The following runs fine:

gatk MarkDuplicates -I /sc/arion/projects/name/name/output_pipeline_nextflow/test_tiny_datasets/bwamem/tiny_t_L003.sorted.bam         -O tiny_t_L003.dedup.sorted.bam         -M tiny_t_L003.markdup.metrics.txt

Or following also works fine:

java -Dsamjdk.use_async_io_read_samtools=false -Dsamjdk.use_async_io_write_samtools=true -Dsamjdk.use_async_io_write_tribble=false -Dsamjdk.compression_level=2 -jar /hpc/packages/minerva-centos7/gatk/4.1.3.0/gatk-4.1.3.0/gatk-package-4.1.3.0-local.jar MarkDuplicates -I /sc/arion/projects/username/path/output_pipeline_nextflow/test_tiny_datasets/bwamem/tiny_t_L001.sorted.bam -O tiny_t_L001.dedup.sorted.bam -M tiny_t_L001.markdup.metrics.txt

Solution

  • I think you're just out of memory here.
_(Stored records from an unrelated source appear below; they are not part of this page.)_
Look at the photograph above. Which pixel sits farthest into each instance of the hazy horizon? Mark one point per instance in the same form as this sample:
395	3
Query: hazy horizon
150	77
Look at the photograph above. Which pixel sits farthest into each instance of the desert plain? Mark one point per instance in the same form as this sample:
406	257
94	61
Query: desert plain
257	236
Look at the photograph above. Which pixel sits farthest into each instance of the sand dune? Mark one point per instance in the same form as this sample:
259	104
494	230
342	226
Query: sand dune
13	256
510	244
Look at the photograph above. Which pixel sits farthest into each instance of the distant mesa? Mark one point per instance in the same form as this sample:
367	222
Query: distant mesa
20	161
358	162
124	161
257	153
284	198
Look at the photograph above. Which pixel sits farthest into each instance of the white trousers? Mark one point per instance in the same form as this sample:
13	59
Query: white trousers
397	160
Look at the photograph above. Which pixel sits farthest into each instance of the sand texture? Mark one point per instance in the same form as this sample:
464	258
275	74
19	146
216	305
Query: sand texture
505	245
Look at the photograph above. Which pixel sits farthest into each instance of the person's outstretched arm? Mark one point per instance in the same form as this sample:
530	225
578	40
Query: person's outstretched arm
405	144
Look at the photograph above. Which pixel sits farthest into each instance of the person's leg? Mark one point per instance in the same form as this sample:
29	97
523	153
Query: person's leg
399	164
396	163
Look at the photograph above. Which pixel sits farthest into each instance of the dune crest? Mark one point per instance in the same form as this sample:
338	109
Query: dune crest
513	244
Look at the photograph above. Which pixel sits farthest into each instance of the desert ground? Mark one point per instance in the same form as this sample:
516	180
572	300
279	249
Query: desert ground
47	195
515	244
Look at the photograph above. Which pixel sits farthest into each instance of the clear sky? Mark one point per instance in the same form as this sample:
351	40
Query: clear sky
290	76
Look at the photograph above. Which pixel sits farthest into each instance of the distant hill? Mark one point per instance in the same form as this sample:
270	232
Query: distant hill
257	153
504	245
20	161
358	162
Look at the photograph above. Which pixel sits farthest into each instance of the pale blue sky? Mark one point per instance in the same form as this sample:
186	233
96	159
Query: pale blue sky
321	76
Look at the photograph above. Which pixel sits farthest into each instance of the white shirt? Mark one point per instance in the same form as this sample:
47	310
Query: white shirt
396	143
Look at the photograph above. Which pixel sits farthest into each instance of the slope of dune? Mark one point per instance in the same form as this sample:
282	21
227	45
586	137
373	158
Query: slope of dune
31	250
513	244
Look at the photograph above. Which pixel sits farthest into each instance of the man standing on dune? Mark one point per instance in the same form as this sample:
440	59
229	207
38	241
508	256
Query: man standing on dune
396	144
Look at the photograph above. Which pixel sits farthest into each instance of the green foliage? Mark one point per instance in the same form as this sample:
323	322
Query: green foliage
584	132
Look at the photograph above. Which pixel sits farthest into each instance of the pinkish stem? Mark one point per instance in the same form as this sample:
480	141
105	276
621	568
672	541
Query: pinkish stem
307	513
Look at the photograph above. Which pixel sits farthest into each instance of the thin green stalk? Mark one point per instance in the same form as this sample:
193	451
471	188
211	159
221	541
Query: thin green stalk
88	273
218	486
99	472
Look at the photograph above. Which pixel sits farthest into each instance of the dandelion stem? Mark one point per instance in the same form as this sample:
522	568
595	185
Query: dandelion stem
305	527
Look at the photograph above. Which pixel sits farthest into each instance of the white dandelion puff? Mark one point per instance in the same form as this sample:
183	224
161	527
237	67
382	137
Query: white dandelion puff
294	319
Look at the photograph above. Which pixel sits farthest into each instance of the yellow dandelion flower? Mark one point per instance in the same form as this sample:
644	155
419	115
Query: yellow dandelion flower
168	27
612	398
If you haven't specified how much memory the job is allowed to use using the memory directive, it's likely your job is being submitted with whatever the default value is, as determined by your job scheduler. This is often a low number (e.g. 1 GB) and is less than what the JRE requires to run GATK. For a coordinate sorted BAM, using the --ASSUME_SORT_ORDER option might also be helpful here, for example:

    process gatk_markduplicates {
    
        tag { sample_id }
    
        publishDir params.gatk_mark_duplicates, mode: "copy"
    
        module 'gatk/4.1.3.0'
        memory 8.GB    
    
        input:
        tuple val(sample_id), path(sorted_bam) 
            
        output:
        tuple val(sample_id), path("${sample_id}.dedup.sorted.bam"), emit: bam
        tuple val(sample_id), path("${sample_id}.markdup.metrics.txt"), emit: metrics
    
        script:
        def avail_mem = task.memory ? task.memory.toGiga() : 0
        def java_options = [
            avail_mem ? "-Xmx${avail_mem}G" : "",
            "-Djava.io.tmpdir='\${PWD}/tmp'",
            "-XX:+UseSerialGC",
        ]
    
        """
        gatk \\
            --java-options "${java_options.join(' ')}" \\
        MarkDuplicates \\
            --INPUT "${sorted_bam}" \\
            --METRICS_FILE "${sample_id}.markdup.metrics.txt" \\
            --OUTPUT "${sample_id}.dedup.sorted.bam" \\
            --ASSUME_SORT_ORDER coordinate
        """
    }
    

    Note that your input block will ensure that the sorted BAM is staged into the process working directory. Using an absolute path here (i.e. params.outdir_bwa_mem) to access a different file outside of this directory with the same file name is not what you want.